Since 10 AM on 3/15/18, we have been experiencing some issues with Savio scratch, where users may be unable to create new files. BRC staff are working on resolving the problem, but deleting unused files will help us restore access more quickly. We will continue to update users, but if you have specific concerns, please email email@example.com.
Scratch filesystem returning to normal
Thanks to the quick assistance of a number of top scratch storage users, scratch should be available for use again. If you continue to experience errors, please contact us at firstname.lastname@example.org.
Read-only scratch filesystem
Scratch storage on the BRC clusters is currently read-only due to a space issue as of 7:50 PM on 1/6/18. The systems team is actively working on a resolution, but currently no new files can be created on scratch storage.
Scratch filesystem instability
We are currently experiencing some ongoing instability with the BRC scratch filesystem and are working with the vendor to resolve it.
If you experience errors when writing to scratch, please wait a few minutes and try again and/or restart your job. You can also contact us at email@example.com with any issues or concerns.
(Resolved) Scratch storage issues for some users
Update: As of 10 PM the scratch issues appear to be resolved. Please email firstname.lastname@example.org if you experience further issues.
As of around 5:45 PM on 2/3/18, some users began experiencing issues with scratch storage on the BRC clusters, with errors like "no space left on device" or "Bad address". BRC staff are currently looking into the issue and will post an update when it's resolved.
[Resolved] Globus unavailable after upgrade
Update: Globus should now be available. Please deactivate any credentials for your savio brc endpoint and please try again.
BRC staff are working with Globus engineers to address issues with Globus following the SL7 update. We'll post an announcement once it's available again. Thank you for your patience; if you encounter other issues with the system, please let us know at email@example.com.
Scheduled cluster downtime 1/23
The BRC clusters (Savio, Vector, and Cortex) will be down on Tuesday, January 23rd for the Scientific Linux 7 OS upgrade. Please email firstname.lastname@example.org if you have questions or concerns.
(Resolved) Jupyterhub currently down
Update: the Jupyterhub node is back online as of 2 PM on 12/30/17.
As of 1:20 PM on 12/28/17, the Jupyterhub node is down. There may be a delay in getting it back online due to winter curtailment, but updates will be posted as they become available.
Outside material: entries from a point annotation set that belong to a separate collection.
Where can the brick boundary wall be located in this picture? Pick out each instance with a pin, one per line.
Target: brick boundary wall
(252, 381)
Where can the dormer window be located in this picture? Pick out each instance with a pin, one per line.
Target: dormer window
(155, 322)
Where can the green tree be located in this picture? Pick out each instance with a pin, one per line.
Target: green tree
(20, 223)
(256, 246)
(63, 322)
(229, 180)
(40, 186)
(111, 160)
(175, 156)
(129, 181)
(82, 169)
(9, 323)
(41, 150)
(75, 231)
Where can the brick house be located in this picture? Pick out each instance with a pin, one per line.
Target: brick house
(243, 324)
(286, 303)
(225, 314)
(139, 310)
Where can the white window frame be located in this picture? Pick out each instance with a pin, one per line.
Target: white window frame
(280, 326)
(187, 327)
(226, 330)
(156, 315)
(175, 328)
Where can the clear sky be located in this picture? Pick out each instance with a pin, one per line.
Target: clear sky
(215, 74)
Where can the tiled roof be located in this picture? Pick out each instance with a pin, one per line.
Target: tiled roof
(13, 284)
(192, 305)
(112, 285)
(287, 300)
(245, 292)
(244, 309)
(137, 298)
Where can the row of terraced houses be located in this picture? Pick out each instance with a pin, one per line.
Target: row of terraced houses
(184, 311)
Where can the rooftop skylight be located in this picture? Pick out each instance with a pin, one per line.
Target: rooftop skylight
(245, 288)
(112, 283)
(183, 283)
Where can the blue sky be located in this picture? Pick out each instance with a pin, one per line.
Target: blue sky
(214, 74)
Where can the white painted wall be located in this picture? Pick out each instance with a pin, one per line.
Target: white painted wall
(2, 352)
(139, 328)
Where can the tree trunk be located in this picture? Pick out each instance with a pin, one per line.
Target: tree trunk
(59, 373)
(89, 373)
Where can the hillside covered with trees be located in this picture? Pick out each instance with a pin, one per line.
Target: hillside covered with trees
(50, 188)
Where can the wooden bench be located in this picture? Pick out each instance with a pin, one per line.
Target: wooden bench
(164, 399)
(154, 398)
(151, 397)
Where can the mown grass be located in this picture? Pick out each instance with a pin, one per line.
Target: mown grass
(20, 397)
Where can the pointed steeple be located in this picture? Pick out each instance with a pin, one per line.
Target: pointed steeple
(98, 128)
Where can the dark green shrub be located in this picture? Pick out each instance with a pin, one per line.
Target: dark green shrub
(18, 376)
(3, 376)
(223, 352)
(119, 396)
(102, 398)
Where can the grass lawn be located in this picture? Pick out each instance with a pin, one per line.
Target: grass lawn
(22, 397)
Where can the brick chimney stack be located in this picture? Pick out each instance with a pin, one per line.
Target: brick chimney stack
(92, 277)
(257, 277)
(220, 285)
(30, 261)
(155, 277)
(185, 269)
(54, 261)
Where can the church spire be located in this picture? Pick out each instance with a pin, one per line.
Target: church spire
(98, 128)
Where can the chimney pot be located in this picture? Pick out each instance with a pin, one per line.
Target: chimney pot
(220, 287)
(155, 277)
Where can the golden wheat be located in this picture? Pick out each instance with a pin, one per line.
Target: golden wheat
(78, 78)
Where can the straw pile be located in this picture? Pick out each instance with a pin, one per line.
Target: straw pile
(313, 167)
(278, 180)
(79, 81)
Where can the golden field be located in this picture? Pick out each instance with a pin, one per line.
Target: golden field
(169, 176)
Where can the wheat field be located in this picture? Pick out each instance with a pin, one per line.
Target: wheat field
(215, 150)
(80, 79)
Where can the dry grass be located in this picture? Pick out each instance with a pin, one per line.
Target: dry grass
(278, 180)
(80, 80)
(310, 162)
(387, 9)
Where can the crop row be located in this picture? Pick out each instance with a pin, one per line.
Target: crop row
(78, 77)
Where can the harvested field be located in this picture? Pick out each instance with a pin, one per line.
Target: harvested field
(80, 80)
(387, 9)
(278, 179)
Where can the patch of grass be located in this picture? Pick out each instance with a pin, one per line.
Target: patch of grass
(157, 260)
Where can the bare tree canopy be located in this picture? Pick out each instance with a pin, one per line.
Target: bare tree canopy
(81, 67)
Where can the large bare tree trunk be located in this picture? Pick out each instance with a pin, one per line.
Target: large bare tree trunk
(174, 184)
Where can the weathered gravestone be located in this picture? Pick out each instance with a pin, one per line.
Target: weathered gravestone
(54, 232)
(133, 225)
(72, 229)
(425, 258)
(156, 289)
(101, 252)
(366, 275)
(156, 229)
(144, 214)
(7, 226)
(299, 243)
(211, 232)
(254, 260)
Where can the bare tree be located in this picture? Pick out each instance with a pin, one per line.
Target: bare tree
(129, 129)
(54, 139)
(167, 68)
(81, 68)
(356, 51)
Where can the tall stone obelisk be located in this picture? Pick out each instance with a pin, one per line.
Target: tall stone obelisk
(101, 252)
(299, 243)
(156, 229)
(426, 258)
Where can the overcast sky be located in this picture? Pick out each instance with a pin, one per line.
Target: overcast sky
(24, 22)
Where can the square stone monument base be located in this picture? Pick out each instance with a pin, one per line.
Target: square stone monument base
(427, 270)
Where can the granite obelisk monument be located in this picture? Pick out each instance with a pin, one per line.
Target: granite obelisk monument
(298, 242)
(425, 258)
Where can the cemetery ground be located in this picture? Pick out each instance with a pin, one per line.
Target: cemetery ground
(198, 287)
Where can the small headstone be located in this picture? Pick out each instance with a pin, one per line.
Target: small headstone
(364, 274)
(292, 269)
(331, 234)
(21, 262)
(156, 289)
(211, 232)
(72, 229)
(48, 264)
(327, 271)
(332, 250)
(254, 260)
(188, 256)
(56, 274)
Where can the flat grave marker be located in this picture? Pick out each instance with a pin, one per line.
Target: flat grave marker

(Resolved) BRC clusters down for scheduled maintenance
As of 12:00 PM, all BRC clusters should be back online. Please email us at email@example.com if you encounter any issues.
The BRC clusters are undergoing a brief scheduled downtime to allow us to make some network configuration changes. We expect everything to be back online by noon today.
(Resolved) Jupyterhub on Savio currently unavailable
Update: Jupyterhub access has now been restored, as of 10:15 AM on 12/12/17.
At 7:30 PM on 12/11/17, Jupyterhub went down, and hasn't come back up after a restart. Systems staff are currently working on resolving the issue.